Gus Englehorn à lancé «Death & Transfiguration» il y a deux semaines.
Gus Englehorn à lancé «Death & Transfiguration» il y a deux semaines.

Gus Englehorn : De la planche aux planches

Geneviève Bouchard
Geneviève Bouchard
Le Soleil
Le moins qu’on puisse dire, c’est que Gus Englehorn n’a pas eu un parcours banal. Natif de l’Alaska résidant maintenant près de Québec, ancien planchiste professionnel devenu auteur-compositeur-interprète, ce joyeux drille a fait paraître il y a deux semaines «Death & Transfiguration», un premier album où le rock carbure aux images surréalistes.

Pendant deux décennies, l’Américain devenu Québécois a mené une vie de nomade — même qu’il raconte avoir habité quatre ans dans sa camionnette —, se laissant guider par sa planche du Japon aux quatre coins des États-Unis. «Partout où il y avait de la neige», précise en français celui qu’on appelait alors Gus Engle. Selon ses dires, il ne passait pas inaperçu.

«J’étais un snowboarder inhabituel, ajoute-t-il. Je m’habillais comme David Bowie, un peu. J’essayais toujours d’inventer de nouveaux trucs avec ma planche. Je pense que les gens me voyaient comme un outsider dans le monde de la planche à neige.»

Lors d’un séjour à Salt Lake City, il a rencontré une Québécoise qui allait devenir sa compagne. Il n’en fallait pas plus pour qu’il se pose dans la région — une fois planche accrochée — et qu’il entreprenne ce qu’il décrit comme son «deuxième acte» à titre de musicien.

«J’ai toujours eu de l’intérêt pour la musique, mais j’ai commencé à jouer seulement à 16 ans, note-t-il. J’ai commencé à prendre ça au sérieux à 20 ans. Au début, j’étais juste intéressé par la guitare. J’en ai joué vraiment beaucoup. À un certain point, je me suis mis à essayer d’écrire des chansons.

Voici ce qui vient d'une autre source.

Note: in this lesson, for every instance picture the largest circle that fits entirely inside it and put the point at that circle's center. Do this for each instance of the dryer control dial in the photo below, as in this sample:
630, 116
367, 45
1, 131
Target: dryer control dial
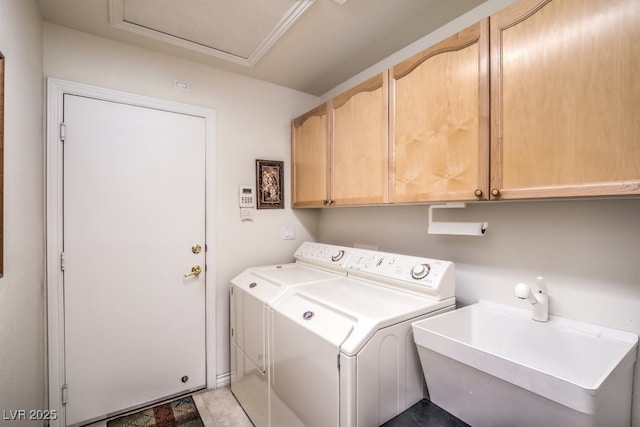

J’étais vraiment obsédé par Bob Dylan. J’essayais d’être comme lui, je jouais de l’harmonica et tout ça. Et là, 13 ans plus tard, j’arrive avec un premier album. C’est fou le nombre de mauvaises chansons qu’il faut écrire avant de réussir à en faire qui ont un niveau plus professionnel!»

Surréalisme

Grand fan des Beatles, Gus Englehorn signe sur son premier album des pièces où les images parfois surréalistes pullulent et se déploient avec une certaine candeur.

«On a souvent dit qu’on voulait sonner comme un film de Jean Cocteau. Un peu comme quand on raconte un rêve», résume celui qui dit avoir trouvé de quoi nourrir sa plume au contact de son jeune frère autiste.

«Il est une grande source d’inspiration pour moi, explique-t-il. Il voit le monde d’une façon différente. Je trouve ça vraiment magique, ç’a changé ma perspective. Il a huit ans de moins que moi et de grandir avec lui était surprenant. Par exemple, il mettait des costumes tout le temps. Il était obsédé par de petites choses. Quand il pense à quelque chose, il va vraiment loin là-dedans. Un peu comme moi. J’ai vraiment une connexion avec lui.»

Son album encore tout chaud, Gus Englehorn apprivoise maintenant la scène. Il a notamment eu l’occasion de chauffer les planches pour Fred Fortin à Montréal au début du mois. Il se produira ce vendredi au Cégep Garneau et le 3 avril à La Nef.